Religious Freedom at Stake in Egyptian Presidential Election
Call for Guarantees of Liberty for Country's Christians
| 2093 hits
GIZA, Egypt, MAY 30, 2012 (Zenit.org).- The results of the first round of the presidential elections in Egypt, held on May 23-24, narrowed the field to two candidates. There will be a run-off between Mohammed Morsi, the Muslim Brotherhood candidate, and Ahmed Shafik, formerly prime minister under President Hosni Mubarak. Egyptians will go to the polls June 16-17 to choose between them.
Mr. Morsi received 5.7 million votes and Mr. Shafik 5.5 million, according to Egypt’s electoral commission.
A senior Church leader in Egypt has expressed grave doubts about the prospects for Christians if the Muslim Brotherhood emerges victorious in the presidential elections.
In an interview with Aid to the Church in Need, Coptic Catholic Bishop Antonios Aziz Mina of Giza said that while it was difficult to say which candidate would best guarantee liberty for the country’s Christians, he had fears about the Muslim Brotherhood taking power.
"The Muslim Brotherhood say one thing then tomorrow they do another thing. They don’t maintain their promises – that’s the problem," he said.
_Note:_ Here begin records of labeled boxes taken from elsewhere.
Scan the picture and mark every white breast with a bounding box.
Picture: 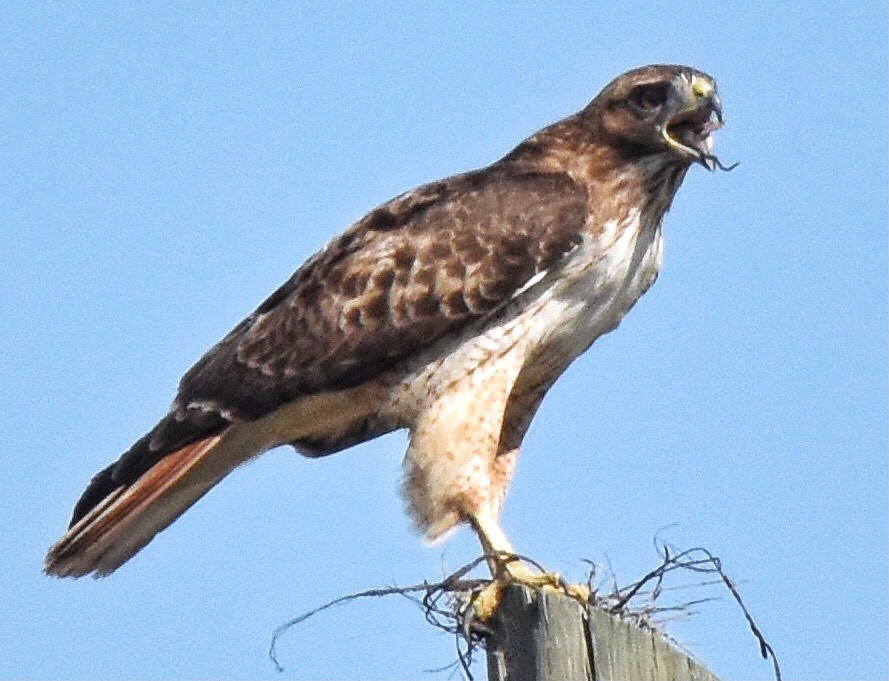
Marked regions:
[391,211,662,420]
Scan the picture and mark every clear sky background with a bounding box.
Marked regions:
[0,5,889,680]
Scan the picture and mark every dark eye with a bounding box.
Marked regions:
[630,85,667,111]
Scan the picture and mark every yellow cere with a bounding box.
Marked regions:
[691,76,713,97]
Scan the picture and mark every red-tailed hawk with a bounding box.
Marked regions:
[46,65,722,577]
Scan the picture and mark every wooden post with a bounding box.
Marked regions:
[488,584,719,681]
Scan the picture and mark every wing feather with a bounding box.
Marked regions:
[177,165,587,419]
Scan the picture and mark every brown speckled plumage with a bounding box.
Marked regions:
[47,66,721,576]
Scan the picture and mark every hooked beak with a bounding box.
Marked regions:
[661,76,725,170]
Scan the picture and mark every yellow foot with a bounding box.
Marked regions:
[472,561,590,622]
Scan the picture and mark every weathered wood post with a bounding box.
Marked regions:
[487,584,719,681]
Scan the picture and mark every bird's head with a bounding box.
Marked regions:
[584,65,734,170]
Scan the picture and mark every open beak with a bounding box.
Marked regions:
[661,77,724,170]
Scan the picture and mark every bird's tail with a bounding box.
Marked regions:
[45,434,229,577]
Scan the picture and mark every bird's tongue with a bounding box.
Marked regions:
[670,108,722,154]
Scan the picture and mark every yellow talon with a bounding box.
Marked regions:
[472,562,590,622]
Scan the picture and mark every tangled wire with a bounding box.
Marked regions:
[269,539,781,681]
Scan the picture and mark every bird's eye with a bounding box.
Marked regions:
[630,85,667,111]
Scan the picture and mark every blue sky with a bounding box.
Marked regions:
[0,1,889,679]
He added that it would be difficult to vote for the Muslim Brotherhood without guarantees from them.
Bishop Aziz also emphasised the importance of a presidential candidate who would secure freedom for those of all beliefs. "Whoever will guarantee liberty and democracy and a good constitution for Egypt will have our vote," he said.
"He needs to guarantee the minimum of liberties we seek," he added.
Bishop Aziz said it was still too early to make any predictions about who will win next month’s second-round elections. "It is difficult to say while each of the two candidates has support from 25 percent of the voters and that is not so enough, as there are also more than 50 percent who voted for another candidate", he said. "They have to gain the trust of the other 50 percent and I don’t know who will obtain these votes and we will have to wait and see who can obtain their confidence and get their votes."
"There are two weeks until the [run-off] election and we will wait to see who can guarantee a good future for Egypt," he said.